Now, here we are several months on, and the Cubs have actually made themselves look like contenders in the National League’s Central Division. Well, at least until they actually moved into a tie for first place a couple of nights ago, since which time timely hitting seems to have been in short supply and a couple of our relief pitchers have offered ill-timed meltdowns.
This all comes, of course, as the Cubs approach the centennial of their 1908 World Series championship–the team’s last–and with its current owner, Tribune Co., preparing to sell the club at season’s end, possibly to an investor group led by private equity fund head John Canning and including, according to a story in yesterday’s Chicago Tribune, Aon Corp.’s Patrick G. Ryan.
But, as the Cubs and the team’s fans move toward the century mark of their title drought and anticipation mounts about who next will own the historic franchise, it’s August and the Cubs are at least making a show of being in contention. And, lo and behold, Kerry Wood was activated from the disabled list today, taking a relief pitching spot in the Cubs bullpen.

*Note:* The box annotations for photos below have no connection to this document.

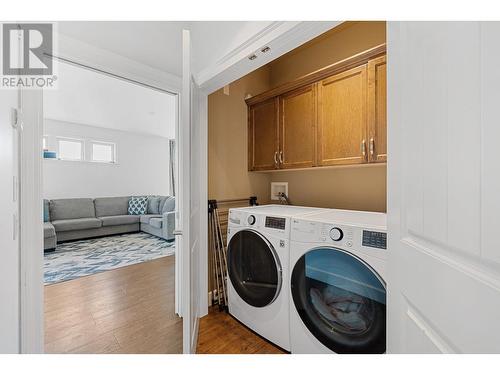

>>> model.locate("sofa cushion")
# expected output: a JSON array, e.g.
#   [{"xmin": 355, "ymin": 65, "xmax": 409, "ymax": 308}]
[
  {"xmin": 161, "ymin": 197, "xmax": 175, "ymax": 214},
  {"xmin": 52, "ymin": 217, "xmax": 102, "ymax": 232},
  {"xmin": 147, "ymin": 195, "xmax": 160, "ymax": 214},
  {"xmin": 43, "ymin": 223, "xmax": 56, "ymax": 238},
  {"xmin": 94, "ymin": 197, "xmax": 130, "ymax": 217},
  {"xmin": 99, "ymin": 215, "xmax": 139, "ymax": 227},
  {"xmin": 158, "ymin": 195, "xmax": 168, "ymax": 214},
  {"xmin": 128, "ymin": 197, "xmax": 148, "ymax": 215},
  {"xmin": 49, "ymin": 198, "xmax": 95, "ymax": 221},
  {"xmin": 149, "ymin": 217, "xmax": 163, "ymax": 229},
  {"xmin": 140, "ymin": 214, "xmax": 162, "ymax": 224},
  {"xmin": 43, "ymin": 199, "xmax": 50, "ymax": 223}
]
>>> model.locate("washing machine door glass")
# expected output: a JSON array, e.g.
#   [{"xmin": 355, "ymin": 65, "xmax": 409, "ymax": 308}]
[
  {"xmin": 291, "ymin": 247, "xmax": 386, "ymax": 353},
  {"xmin": 227, "ymin": 230, "xmax": 281, "ymax": 307}
]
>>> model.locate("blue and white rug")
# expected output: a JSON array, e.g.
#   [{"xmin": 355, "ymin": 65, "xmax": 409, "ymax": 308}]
[{"xmin": 44, "ymin": 232, "xmax": 175, "ymax": 285}]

I’m actually pulling for the much injured Wood nearly as much as the Cubs themselves, and tire of those who make it sound as though his injury history and consequent failure to meet his early potential reflect some sort of personal character flaw. The New York Times ran a great piece on Wood, his injuries and his effort to make it back to the majors a couple of months back, and I would think even if you weren’t a Cub fan, reading it would prompt you to wish Kerry luck.
Anyway, aside from the Cubs’ thumping by the Mets today, which left the Cubs a half game behind the Milwaukee Brewers in the N.L. Central as I write this post, there seems to be reason for optimism on Chicago’s North Side. But experience tells me to guard against what former Fed Chairman Alan Greenspan would no doubt refer to as “irrational exuberance.”
So, is there any insurance industry connection in this post? It’s tenuous at best, I’ll admit. Good underwriting and risk management involve understanding experience and history, right? So with that in mind, I’m trying to do the best I can in managing my emotional exposure as this Cubs season moves forward, understanding from experience the risk I’m taking on.